I have some simple data that I imported from the web that I was using to learn about the fread()
function. It imported fine, and I have a small, clean dataset on the populations of continents:
> continent_populations
Rank Continent Population_2010 Growth_Rate_Percent World_Pop_Percent
1: 1 Asia 4.581.757.408 1.04% 59.69%
2: 2 Africa 1.216.130.000 2.57% 16.36%
3: 3 Europe 738.849.000 0.08% 9.94%
4: 4 North America 579.024.000 0.96% 7.79%
5: 5 South America 422.535.000 1.04% 5.68%
6: 6 Oceania 38.304.000 1.47% 0.54%
7: 7 Antarctica 1.106 0 <0.01%
All of these variables are char
s, but I want to convert the Population_2010
, Growth_Rate_Percent
, and World_Pop_Percent
variables to numerics. I started simply by using transform()
:
transform(continent_populations, Population_2010 = as.numeric(Population_2010))

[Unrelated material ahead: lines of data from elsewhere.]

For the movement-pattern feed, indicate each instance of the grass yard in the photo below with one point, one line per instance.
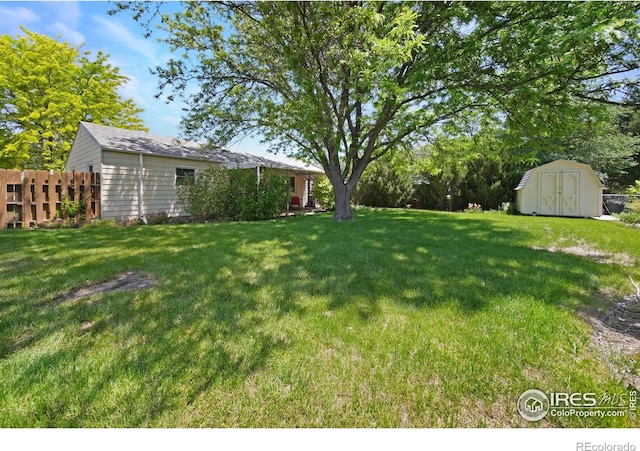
(398, 319)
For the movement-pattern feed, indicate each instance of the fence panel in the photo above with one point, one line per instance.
(32, 198)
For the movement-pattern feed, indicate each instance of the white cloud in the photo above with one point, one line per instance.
(116, 31)
(67, 34)
(12, 18)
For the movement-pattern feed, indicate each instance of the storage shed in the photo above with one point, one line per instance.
(560, 188)
(138, 171)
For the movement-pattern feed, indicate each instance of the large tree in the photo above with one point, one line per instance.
(344, 83)
(47, 87)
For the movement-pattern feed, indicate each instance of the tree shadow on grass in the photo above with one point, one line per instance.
(214, 317)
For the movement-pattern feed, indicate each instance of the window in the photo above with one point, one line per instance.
(184, 174)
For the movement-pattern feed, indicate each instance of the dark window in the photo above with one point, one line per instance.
(184, 174)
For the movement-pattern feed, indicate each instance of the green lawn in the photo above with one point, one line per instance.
(398, 319)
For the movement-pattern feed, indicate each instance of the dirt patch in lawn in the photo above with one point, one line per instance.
(617, 335)
(587, 251)
(127, 281)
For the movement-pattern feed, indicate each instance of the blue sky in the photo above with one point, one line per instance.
(87, 23)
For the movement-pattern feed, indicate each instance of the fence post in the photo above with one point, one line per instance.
(3, 198)
(54, 196)
(41, 196)
(28, 194)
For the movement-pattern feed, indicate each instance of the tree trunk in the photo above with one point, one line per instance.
(343, 203)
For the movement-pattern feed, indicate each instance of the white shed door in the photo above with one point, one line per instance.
(559, 193)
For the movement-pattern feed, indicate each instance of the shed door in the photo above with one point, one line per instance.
(559, 193)
(570, 193)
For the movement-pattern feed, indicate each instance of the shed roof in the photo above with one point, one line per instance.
(137, 141)
(527, 175)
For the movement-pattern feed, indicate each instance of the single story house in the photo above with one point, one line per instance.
(560, 188)
(138, 171)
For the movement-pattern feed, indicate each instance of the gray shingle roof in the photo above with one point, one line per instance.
(123, 140)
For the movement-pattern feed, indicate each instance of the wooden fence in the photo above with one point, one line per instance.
(30, 198)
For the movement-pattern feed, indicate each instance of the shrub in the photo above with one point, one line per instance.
(383, 186)
(234, 195)
(323, 192)
(634, 189)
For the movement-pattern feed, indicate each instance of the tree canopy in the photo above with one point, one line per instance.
(344, 83)
(47, 88)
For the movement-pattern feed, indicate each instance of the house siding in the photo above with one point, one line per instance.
(85, 152)
(115, 154)
(120, 184)
(159, 183)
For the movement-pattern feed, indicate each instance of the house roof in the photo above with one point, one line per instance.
(136, 141)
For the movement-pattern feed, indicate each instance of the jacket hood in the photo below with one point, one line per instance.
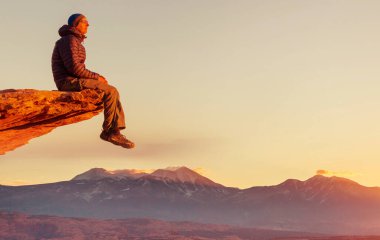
(69, 30)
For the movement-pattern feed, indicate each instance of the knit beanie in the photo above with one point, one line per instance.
(74, 19)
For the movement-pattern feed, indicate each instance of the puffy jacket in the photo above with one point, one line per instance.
(69, 56)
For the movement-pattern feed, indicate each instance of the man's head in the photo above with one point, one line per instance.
(79, 21)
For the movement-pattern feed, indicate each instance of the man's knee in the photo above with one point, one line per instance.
(112, 90)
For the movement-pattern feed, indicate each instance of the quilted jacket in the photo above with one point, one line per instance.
(69, 56)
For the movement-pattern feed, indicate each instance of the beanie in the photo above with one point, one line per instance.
(74, 19)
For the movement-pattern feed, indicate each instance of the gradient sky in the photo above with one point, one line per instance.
(251, 92)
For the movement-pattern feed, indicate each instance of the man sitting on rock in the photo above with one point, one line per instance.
(70, 74)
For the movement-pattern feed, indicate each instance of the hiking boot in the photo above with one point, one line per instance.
(117, 139)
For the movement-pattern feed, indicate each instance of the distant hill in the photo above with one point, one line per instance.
(17, 226)
(320, 204)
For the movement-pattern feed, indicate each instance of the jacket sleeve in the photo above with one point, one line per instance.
(71, 60)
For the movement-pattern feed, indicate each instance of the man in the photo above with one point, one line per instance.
(70, 74)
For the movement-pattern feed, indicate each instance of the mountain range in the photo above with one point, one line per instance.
(331, 205)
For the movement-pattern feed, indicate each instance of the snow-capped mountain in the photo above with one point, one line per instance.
(319, 204)
(100, 173)
(171, 174)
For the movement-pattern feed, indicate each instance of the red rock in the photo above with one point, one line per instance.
(28, 113)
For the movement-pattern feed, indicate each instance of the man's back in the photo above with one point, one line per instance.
(69, 56)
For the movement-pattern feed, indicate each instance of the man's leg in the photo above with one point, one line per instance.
(114, 119)
(113, 111)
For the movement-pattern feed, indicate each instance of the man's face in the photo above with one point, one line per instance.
(82, 26)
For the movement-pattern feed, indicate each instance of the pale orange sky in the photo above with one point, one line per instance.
(253, 92)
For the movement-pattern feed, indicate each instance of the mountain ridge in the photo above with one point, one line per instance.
(318, 204)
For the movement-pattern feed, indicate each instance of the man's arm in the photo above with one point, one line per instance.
(69, 54)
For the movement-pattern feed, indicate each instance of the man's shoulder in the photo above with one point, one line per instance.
(68, 39)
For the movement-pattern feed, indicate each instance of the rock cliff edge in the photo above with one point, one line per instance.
(28, 113)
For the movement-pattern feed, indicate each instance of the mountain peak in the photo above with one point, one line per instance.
(100, 173)
(182, 175)
(320, 179)
(174, 174)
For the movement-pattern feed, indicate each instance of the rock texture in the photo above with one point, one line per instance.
(28, 113)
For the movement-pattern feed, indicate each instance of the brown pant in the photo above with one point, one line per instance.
(113, 111)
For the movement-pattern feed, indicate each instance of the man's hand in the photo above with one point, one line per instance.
(102, 79)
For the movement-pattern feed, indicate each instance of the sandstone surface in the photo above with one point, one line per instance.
(26, 113)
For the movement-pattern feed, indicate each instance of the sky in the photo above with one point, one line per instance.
(249, 92)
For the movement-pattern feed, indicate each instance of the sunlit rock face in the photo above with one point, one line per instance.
(27, 113)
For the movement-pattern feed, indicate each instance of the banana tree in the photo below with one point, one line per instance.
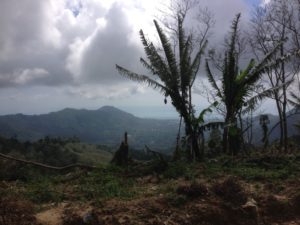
(174, 71)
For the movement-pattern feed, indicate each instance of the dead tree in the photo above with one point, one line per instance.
(121, 156)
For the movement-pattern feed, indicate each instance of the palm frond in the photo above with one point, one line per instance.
(265, 94)
(157, 62)
(295, 102)
(142, 79)
(200, 118)
(170, 56)
(212, 80)
(212, 125)
(196, 63)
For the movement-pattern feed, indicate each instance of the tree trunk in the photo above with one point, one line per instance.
(121, 156)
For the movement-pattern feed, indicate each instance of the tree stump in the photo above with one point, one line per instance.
(121, 156)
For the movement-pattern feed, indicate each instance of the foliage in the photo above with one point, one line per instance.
(179, 169)
(104, 183)
(237, 87)
(176, 74)
(255, 168)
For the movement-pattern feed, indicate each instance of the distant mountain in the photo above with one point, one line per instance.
(103, 126)
(107, 126)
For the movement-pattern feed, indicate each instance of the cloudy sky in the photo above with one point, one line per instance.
(62, 53)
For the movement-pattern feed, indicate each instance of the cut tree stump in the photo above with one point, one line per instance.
(121, 156)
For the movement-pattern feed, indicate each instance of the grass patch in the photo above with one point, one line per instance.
(254, 169)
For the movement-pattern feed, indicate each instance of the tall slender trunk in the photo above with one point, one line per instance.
(279, 110)
(225, 134)
(284, 103)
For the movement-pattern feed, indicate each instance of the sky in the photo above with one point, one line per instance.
(62, 53)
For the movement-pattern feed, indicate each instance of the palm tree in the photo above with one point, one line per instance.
(237, 87)
(174, 72)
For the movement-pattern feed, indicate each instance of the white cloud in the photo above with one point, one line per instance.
(73, 45)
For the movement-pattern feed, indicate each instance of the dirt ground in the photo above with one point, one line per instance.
(228, 201)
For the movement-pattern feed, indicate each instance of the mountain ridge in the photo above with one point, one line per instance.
(105, 125)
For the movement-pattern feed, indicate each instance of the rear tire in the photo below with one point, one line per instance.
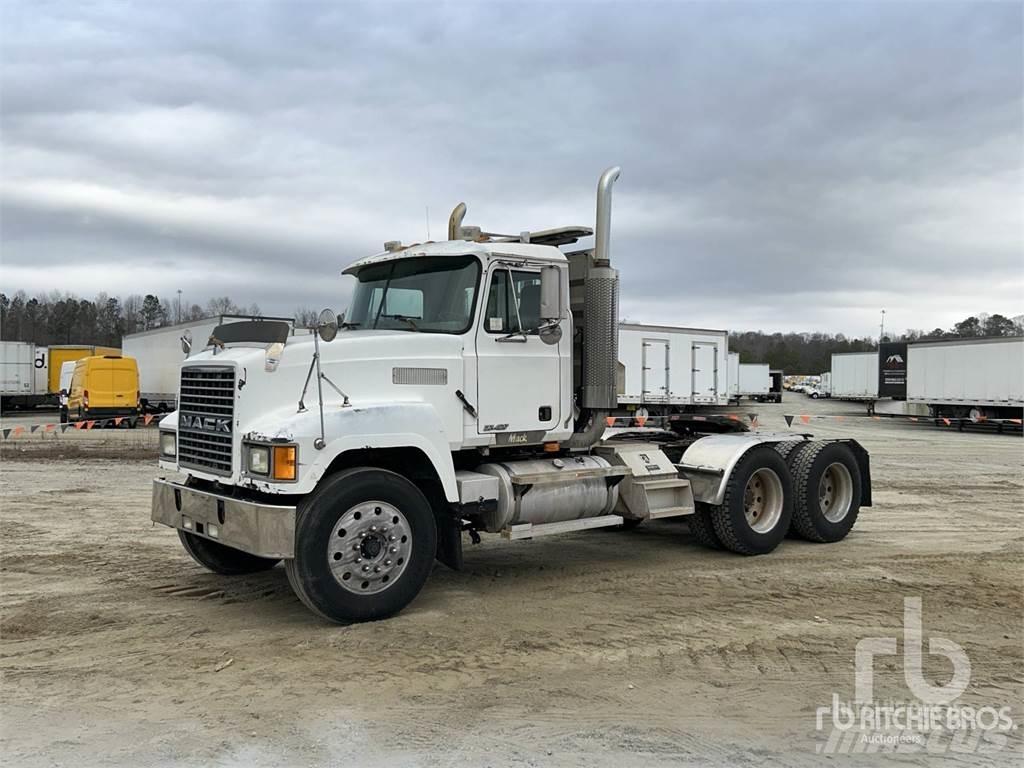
(221, 559)
(755, 514)
(365, 544)
(826, 492)
(702, 526)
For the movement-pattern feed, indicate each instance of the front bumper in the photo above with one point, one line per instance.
(263, 529)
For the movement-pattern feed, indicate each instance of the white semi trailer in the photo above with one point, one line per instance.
(467, 391)
(968, 378)
(665, 368)
(23, 375)
(855, 376)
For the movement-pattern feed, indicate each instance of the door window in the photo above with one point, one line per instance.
(524, 289)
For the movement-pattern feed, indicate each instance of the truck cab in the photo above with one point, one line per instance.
(467, 390)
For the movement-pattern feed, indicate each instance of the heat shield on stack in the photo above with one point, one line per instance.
(601, 339)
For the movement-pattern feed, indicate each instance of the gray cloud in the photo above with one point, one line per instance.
(784, 166)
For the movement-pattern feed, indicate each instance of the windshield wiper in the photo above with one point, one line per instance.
(404, 318)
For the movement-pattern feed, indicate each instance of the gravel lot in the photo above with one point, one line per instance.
(599, 648)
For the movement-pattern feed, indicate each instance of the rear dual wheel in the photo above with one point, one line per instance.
(755, 513)
(826, 482)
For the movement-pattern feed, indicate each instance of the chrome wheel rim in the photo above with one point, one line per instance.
(763, 501)
(370, 548)
(835, 492)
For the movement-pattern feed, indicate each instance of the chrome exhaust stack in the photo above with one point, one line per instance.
(600, 353)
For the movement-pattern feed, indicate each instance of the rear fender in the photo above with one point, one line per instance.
(709, 463)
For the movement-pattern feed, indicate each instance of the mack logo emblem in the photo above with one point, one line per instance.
(519, 438)
(207, 423)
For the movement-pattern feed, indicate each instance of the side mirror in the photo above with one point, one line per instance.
(327, 325)
(552, 305)
(552, 302)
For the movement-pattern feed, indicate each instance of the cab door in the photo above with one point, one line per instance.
(518, 379)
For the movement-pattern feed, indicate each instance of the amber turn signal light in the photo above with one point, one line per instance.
(284, 462)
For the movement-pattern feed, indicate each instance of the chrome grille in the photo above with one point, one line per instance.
(206, 418)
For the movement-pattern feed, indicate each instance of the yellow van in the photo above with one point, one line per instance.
(103, 386)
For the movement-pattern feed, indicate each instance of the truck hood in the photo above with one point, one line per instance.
(370, 367)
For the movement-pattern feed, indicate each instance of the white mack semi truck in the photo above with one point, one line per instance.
(468, 390)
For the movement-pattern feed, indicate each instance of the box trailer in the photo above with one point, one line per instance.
(673, 367)
(755, 380)
(968, 378)
(855, 376)
(19, 381)
(159, 354)
(824, 388)
(733, 377)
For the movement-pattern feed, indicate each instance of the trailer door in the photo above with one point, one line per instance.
(654, 382)
(705, 372)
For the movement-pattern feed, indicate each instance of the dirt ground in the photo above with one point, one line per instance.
(599, 648)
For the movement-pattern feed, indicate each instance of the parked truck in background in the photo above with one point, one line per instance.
(159, 354)
(824, 387)
(670, 370)
(855, 376)
(468, 391)
(103, 386)
(968, 378)
(748, 379)
(755, 380)
(23, 379)
(57, 354)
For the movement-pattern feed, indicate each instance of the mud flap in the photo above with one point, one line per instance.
(449, 541)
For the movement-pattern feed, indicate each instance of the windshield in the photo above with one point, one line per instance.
(432, 295)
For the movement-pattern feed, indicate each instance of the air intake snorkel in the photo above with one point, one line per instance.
(600, 340)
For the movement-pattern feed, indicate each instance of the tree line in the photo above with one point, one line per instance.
(65, 318)
(810, 353)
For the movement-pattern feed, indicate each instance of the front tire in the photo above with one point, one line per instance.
(221, 559)
(365, 544)
(826, 483)
(757, 509)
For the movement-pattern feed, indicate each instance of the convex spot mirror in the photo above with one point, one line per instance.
(327, 325)
(552, 305)
(552, 301)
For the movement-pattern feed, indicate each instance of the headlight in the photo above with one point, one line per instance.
(168, 444)
(259, 460)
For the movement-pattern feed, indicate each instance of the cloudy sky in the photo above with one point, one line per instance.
(784, 166)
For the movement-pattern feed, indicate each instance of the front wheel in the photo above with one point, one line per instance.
(757, 509)
(365, 544)
(221, 559)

However, I get the warning that NA
values have been introduced; all of the values are now NA.
I read in this previous thread that, for my Population_2010
variable at least, having comma separators rather than periods might cause an error, so I swapped them for periods:
continent_populations$Population_2010 <- gsub(",", ".", continent_populations$Population_2010)
However, as.numeric()
still converts all the values to NA. For the other two variables, I assume that the percent signs will need to be removed. First and foremost, I'm just confused as to why the Population_2010
variable won't convert. I also tried the suggested as.numeric(as.character(var))
workaround, but this didn't work (and seemed pointless anyway, since it is already character type).
I want to know how to properly convert between types (not just here, but for use in proper datasets), so I need to know what is going wrong here. Thanks for any help.